Global warming lesson with Hurtigruten
By Tom Stieghorst
Those with a hankering to do more than sit passively while global warming proceeds might find the right fit on a Hurtigruten cruise that has been growing in popularity.
Scientist Jason Box will lead Fram passengers on a journey to one of Greenland's weather stations.
The cruise, which takes place in June in Greenland, enables guests to accompany a climate scientist as he takes measurements from a working ice sheet weather station.
Greenland, with its calving glaciers, is one of the places where global warming's effects are most easily observed. The trek to the weather station is led by Jason Box, who has studied climate change in Greenland, first at Ohio State University and now at the Geological Survey of Denmark and Greenland, where he is a professor of glaciology.
Box has installed a network of more than 20 automatic weather stations on Greenland's inland ice. Among his key research findings is that ice in Greenland is growing darker, leading it to absorb more sunlight and melt faster.

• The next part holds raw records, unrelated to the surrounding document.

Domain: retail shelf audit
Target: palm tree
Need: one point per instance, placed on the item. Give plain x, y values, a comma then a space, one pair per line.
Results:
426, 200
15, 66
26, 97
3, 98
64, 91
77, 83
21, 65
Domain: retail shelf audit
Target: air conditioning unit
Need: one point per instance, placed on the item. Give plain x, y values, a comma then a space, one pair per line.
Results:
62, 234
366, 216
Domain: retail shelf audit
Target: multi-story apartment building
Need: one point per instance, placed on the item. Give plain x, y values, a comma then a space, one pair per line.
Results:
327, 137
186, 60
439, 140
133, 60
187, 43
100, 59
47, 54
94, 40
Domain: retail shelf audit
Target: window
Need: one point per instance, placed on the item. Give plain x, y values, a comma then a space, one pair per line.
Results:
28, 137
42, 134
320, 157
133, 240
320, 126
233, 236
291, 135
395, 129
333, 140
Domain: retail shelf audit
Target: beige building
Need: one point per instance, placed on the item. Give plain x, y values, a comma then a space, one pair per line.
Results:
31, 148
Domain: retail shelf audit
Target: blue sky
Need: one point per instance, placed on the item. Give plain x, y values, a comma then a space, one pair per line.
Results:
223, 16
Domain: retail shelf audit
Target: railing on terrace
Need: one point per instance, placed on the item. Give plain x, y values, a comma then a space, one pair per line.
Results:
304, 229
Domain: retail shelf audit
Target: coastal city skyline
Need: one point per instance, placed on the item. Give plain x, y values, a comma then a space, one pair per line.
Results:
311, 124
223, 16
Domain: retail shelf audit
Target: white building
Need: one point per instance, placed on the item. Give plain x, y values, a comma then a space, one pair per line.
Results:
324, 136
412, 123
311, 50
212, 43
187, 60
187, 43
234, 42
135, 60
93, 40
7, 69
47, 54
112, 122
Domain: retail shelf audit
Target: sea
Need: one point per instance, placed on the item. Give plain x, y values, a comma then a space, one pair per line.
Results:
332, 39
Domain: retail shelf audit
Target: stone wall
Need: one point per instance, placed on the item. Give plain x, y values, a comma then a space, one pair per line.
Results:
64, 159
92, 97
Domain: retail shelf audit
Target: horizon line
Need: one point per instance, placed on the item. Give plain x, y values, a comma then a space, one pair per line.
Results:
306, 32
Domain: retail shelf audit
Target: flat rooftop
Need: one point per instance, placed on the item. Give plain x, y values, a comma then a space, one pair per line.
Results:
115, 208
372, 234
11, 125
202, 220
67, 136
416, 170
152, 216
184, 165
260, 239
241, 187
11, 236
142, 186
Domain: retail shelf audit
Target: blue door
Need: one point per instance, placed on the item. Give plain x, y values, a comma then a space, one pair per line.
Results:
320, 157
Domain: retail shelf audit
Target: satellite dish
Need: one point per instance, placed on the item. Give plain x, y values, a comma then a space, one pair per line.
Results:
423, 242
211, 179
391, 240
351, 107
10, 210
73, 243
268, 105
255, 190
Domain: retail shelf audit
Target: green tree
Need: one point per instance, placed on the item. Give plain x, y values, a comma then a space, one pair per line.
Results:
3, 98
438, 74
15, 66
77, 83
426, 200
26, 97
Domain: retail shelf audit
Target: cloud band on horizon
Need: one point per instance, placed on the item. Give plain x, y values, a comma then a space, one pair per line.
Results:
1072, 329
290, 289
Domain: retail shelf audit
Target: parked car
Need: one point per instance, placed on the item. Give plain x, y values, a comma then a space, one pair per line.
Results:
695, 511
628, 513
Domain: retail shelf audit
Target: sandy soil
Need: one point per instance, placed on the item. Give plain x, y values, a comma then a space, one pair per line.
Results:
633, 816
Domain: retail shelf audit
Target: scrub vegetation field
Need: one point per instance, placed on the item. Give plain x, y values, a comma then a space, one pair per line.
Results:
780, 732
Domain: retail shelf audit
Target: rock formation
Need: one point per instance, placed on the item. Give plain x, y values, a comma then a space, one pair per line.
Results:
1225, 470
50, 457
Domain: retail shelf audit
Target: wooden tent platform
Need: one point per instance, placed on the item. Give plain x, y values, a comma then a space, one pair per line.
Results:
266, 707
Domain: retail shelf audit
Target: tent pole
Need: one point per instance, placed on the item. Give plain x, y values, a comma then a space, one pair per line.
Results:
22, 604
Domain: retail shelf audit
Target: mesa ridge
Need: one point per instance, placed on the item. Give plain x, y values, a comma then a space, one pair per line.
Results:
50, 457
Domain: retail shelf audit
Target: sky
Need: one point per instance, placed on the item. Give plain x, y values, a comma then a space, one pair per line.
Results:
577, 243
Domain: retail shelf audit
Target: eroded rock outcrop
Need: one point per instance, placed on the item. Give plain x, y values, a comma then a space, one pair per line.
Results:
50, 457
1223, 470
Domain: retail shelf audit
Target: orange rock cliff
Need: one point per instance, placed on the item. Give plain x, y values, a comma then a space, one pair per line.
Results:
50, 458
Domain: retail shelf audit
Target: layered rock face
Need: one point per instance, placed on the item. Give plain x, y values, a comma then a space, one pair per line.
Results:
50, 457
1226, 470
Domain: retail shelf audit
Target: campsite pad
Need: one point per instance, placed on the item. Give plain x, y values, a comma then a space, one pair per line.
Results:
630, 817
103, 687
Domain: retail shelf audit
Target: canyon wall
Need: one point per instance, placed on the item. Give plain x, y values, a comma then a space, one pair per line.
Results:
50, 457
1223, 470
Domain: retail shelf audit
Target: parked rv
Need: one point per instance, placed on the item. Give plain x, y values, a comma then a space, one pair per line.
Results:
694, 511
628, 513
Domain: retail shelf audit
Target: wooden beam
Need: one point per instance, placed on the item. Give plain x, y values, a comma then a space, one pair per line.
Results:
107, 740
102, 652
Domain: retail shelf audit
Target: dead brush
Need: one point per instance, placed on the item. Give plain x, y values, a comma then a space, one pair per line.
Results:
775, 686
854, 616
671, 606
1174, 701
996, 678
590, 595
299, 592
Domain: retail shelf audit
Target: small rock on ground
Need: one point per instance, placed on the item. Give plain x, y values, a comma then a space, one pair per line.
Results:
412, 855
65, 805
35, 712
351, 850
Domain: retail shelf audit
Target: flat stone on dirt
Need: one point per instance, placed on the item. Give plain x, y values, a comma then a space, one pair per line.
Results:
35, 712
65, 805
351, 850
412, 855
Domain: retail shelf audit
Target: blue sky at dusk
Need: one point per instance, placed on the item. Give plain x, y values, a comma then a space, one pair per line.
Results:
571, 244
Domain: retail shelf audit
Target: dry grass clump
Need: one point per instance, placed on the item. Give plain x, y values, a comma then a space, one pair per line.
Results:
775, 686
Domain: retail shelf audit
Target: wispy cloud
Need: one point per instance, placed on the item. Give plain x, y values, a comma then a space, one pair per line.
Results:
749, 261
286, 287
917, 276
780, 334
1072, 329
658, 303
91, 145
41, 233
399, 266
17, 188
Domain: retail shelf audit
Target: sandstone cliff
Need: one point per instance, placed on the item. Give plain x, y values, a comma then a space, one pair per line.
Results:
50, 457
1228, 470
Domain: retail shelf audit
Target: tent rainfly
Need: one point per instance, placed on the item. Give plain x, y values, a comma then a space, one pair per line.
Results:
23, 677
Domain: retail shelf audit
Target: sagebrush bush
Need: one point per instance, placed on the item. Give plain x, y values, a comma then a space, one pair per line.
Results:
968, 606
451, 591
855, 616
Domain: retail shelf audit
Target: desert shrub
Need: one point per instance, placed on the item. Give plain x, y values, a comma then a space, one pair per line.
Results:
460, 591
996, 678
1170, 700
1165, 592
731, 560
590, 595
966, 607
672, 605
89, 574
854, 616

Passengers will debark the Fram, Hurtigruten's 256-passenger expedition ship, which was expressly built for sailing in polar waters. Once the data are harvested, Box and the party will repair to the ship, where Box will analyze it and discuss his finding in a presentation. The voyage is the only one Hurtigruten offers that gives passengers the hands-on experience of a scientific mission, said spokesman Elliot Gilles.
Cruise lines say they are doing their part to reduce greenhouse gases, the emissions that climate scientists say are a chief culprit in the rise of atmospheric and sea temperatures.
Carnival Corp., in its most recent sustainability report, said it had reduced its emission of greenhouse gasses from 10.7 million metric tons in 2011 to 10.3 million metric tons in 2013.
At Royal Caribbean Cruises Ltd., emissions fell from 4.4 million tons in 2012 to 4.3 million in 2013, the first annual decrease in the history of the company.
Gilles said that the Greenland cruise visits almost a dozen towns and villages on the northwest coast, from Sisimiut, Greenland's second-largest town, to Illorsuit, a tiny fishing village that's home to only 90 inhabitants.
In addition to leading the data collection mission, Box will also engage guests with lectures with titles such as "Nature's Thermometer"; show films, including a two-part presentation on leading American artist Rockwell Kent, who fell in love with the majesty of Greenland; and entertain discussion on the evidence of climate change in the Arctic.
A Hurtigruten passenger in Greenland.
The jumping-off point for the cruise is a charter flight from Reykjavik, Iceland, to a town in Greenland. From there, guests tender aboard Zodiac-style excursion boats to the Fram, which was built in 2007 and features a specially designed bow so guests can more easily observe marine wildlife and natural phenomena in the polar environment.
This is the year to go, said Ashton Palmer, president of Expedition Trips in Seattle, because in past years Hurtigruten has started the trip from Copenhagen, a longer and more expensive flight for North Americans.
"Hurtigruten has been traveling to that region probably longer than anyone," Palmer said. "They have good relationships with the communities, and in this case with the science project that's going on, it's a unique opportunity.
"There's a growing trend with this type of travel, when people can become more connected to real science and things that are going on," he said. "I think it does appeal to people who are really interested in engaging within the destinations that they travel to."
Even at much larger cruise lines, Palmer said he's hearing more chatter about engagement.
"Their clients are wanting more experiences off the ship that connect them to the places they're visiting, vs. just the cruising itself," he said. "In travel in general, people are wanting to get more involved."